Billy made a rueful face. ‘I hadn’t given it much thought along them lines,’ he admitted. ‘Could be yo’re right. Yu’ve bin right about ’most everythin’ else.’ He bent a frowning gaze upon his friend. ‘I dunno how yu do it. Yu ain’t exactly elderly—’

‘Well, thanks for that,’ murmured Green.

‘An’ yet yo’re wise to the way all kinds o’ different folks see things. I ain’t never seen a man so fast on the draw as yu are, but yu ain’t that much older than me. How come, Jim?’

‘Just luck, I guess,’ came the reply, but Sudden’s voice was far from light. Behind it Billy Hornby sensed a deep sadness and knew, without being sure why, that his words had burned deep into some corner of his companion’s thoughts like salt rubbed into an open scratch.

‘Hell, Jim, I shore didn’t mean to pry—’ he began, but Sudden cut him off with a gesture.

‘Forget it,’ he smiled. ‘Yu wasn’t to know. Some fellers has to learn the ropes in different schools to others, that’s all.’

His mind went back into his own past. He saw himself again as he had once been, a thin, half-starved youngster roaming around the southwestern territories, more or less the property of the old Paiute horse-trader who had raised him. He recalled the nomadic life, the slow turning of the seasons as they had moved from place to place, the eventual discovery that the Indian was not his father. And then the years with Bill Evesham. The kindly old rancher had taken a fancy to the nameless boy and ‘bought’ him from the old Paiute, given him a name, a name which Sudden had discarded after the events which set him upon the trail of the two men he had vowed to his dying benefactor that he would find.’

‘I shore can’t believe that all this has happened in on’y one day,’ Billy began again tentatively. ‘Seems like half a lifetime to me.’

At these hesitantly spoken words, Sudden shook off his thoughts of the past. ‘I’m gettin’ worse’n an old-timer,’ he chided himself. ‘Next thing yu know I’ll be chatterin’ about the good ol’ days.’ To the boy he said: ‘Yo’re right.
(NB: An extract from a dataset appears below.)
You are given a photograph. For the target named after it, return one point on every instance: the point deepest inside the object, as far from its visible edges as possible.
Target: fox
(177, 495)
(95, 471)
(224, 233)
She’s been a’mighty long day. Makes yu realize what them men in the Alamo went through when Santy Anna was tellin’ his band to play the deguello.’
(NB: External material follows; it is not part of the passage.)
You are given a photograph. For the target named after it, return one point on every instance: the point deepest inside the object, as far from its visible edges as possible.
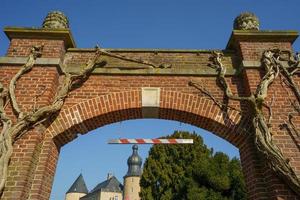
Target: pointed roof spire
(78, 186)
(134, 163)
Billy knocked on the wooden wall and whistled. ‘I hope she don’t come out the same way,’ he said, with a shiver.

‘We got a fifty-fifty chance, anyways,’ Sudden told him. ‘Sim Cotton shore ain’t got the weight he had when all this started. He’s lost twelve men to our two.’

‘That still leaves him mebbe three or four—not countin’ hisself, an’ I’m thinkin’ yu’d have to hump yoreself, good as yu are, to beat Sim Cotton to the draw, Jim.’

Sudden looked up. ‘He’s fast, is he?’

‘Like a rattler,’ confirmed Billy. ‘He don’t make no play about it, but some as have seen him in action reckon he could’ve given that Texas outlaw, Sudden, a run for his money.’

To this last remark the puncher made no reply, but the grim lines around his mouth deepened slightly. For the fiftieth time he wondered how, and when, the next move would come.